Dem Eindruck des Folkloristischen (und damit womöglich Affirmativen) tritt die Musik durch ein hohes Maß an verfeinerten (poly)rhythmischen Strukturen entgegen. Chapela, das wird hier evident, ist ein Meister der Dramaturgie. Und nicht nur in dieser kaleidoskopisch schillernden symphonischen Dichtung, sondern genuin darf für seine Musik gelten, was Adorno weiland über den späten Beethoven schrieb: dass nämlich diesen Stücken das Prinzip der prozessoralen Schrumpfung eingeschrieben sei. Das Material wird nicht mehr lang und breit ausgeführt und durchgeführt, es stellt sich in gebündelter Form dar.

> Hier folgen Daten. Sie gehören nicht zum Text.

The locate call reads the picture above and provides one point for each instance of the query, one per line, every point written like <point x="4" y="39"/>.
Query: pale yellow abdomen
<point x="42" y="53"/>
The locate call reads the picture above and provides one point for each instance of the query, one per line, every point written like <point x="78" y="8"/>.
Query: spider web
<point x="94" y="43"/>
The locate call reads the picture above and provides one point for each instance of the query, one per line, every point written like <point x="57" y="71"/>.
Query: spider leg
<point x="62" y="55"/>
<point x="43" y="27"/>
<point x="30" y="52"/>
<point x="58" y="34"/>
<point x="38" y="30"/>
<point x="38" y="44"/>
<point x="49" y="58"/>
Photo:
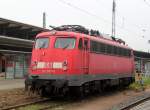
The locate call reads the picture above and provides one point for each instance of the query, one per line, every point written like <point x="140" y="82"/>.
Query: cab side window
<point x="80" y="46"/>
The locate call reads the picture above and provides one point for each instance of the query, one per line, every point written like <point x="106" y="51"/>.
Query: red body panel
<point x="79" y="60"/>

Die daraus resultierende atmosphärische Dichte in Chapelas Kompositionen wird noch befördert durch den Prozess der Kristallisierung. Nicht unähnlich der nordamerikanischen minimal music, verwendet Chapela wenige (in sich fest gefügte) Motive als patterns, die das Spiel-Feld „bevölkern“. Immer wieder tauchen diese Motive im musikalischen Raum auf, und bilden sie zugleich gewissermaßen das Gerüst, das diesen Raum zusammenhält. Von Leitmotiven im Sinne einer spätromantischen (oder gar Wagnerischen) Anschauung zu sprechen, verbietet sich allerdings allein schon deswegen, weil diesen Motiven in ihrer Faktur weit weniger ein melodisches Illusionspotential denn vielmehr der rhythmische Geist der zeitgenössischen Moderne eignet.

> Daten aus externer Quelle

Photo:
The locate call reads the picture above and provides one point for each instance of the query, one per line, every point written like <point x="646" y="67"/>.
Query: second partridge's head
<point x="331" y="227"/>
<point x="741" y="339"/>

Der Blick des mexikanischen Komponisten weitet sich innerhalb dieses Denkens auch über die Grenzen der sogenannten E-Musik hinaus. Ein Werk wie Irrational Music ist, zumal mit den bei Chapela stilimmanenten rhythmischen Verschränkungen und Überblendungen, erkennbar archaisch-vitalistisch gefügt. Doch ebenso unverkennbar sind – insbesondere in der hochgradig expressiven (und teilweise hochgradig aggressiven) Suite La nato es neta für Rocktrio und akustisches Quintett – die Einflüsse einer Ästhetik zu spüren, wie sie etwa der amerikanische Experimentalist John Zorn verkörpert. Gleichfalls evident ist – sowohl in Irrational Music  als auch in S.O.S. für Kammerensemble von 2005 – die Neigung zu clusterartigen Strukturen, die sich aus expandergleich auseinander gezogenen und wieder kontrahierenden Glissandi und Multiphonics speisen, dabei aber auf ein dialogisches Verfahren gründen. Die finesse de esprit liegt hierbei in der Wahrnehmung durch den Hörer: Das scheinbar Chaotisch-Floskelhafte, klanglich indifferent Scheinende entpuppt sich beim Blick in die Partitur als das konsequent verfochtene Prinzip einer kanonischen Imitation. Es empfiehlt sich daher, wie bei jeder präzise organisierten Musik, ein genaues, affektiv-analytisches strukturelles Hören.

Vor überraschenden Wendungen, die oberflächlich wie Störungen der Organik wirken, bei genauerer Analyse aber als präzis ausgeklügelte, dramaturgisch begründete Manöver erkennbar werden,  ist man gleichwohl nicht gefeit. Im bereits erwähnten Stück S.O.S. etwa sind die Entwicklungsprozesse mehrfach unterbrochen. Und etabliert sich plötzlich, gegen alle bisher waltende klangliche Härte, ein melancholischer Melos, der anmutet wie ein Antiphon der Empfindsamkeit. Chapela wählt die Kombination solcher habituell divergenter Klangmodelle bewusst. Sein Wollen geht dahin, den Lärm der Welt (der vom alltäglich anschwellenden Lärm seiner Heimatstadt Mexico City wohl nicht nur ein Mal übertroffen wird) ebenso zu komponieren wie die Stille danach und davor: die Hoffnung auf das Dazwischen. Das Wort vom Klang-Körper gewinnt in seinen Werken so eine ganz direkte, fassbare Bedeutung. Denn diese Klang-Körper, sie vibrieren so stark, dass man nicht umhin kann, sich ihrer Faszination hinzugeben.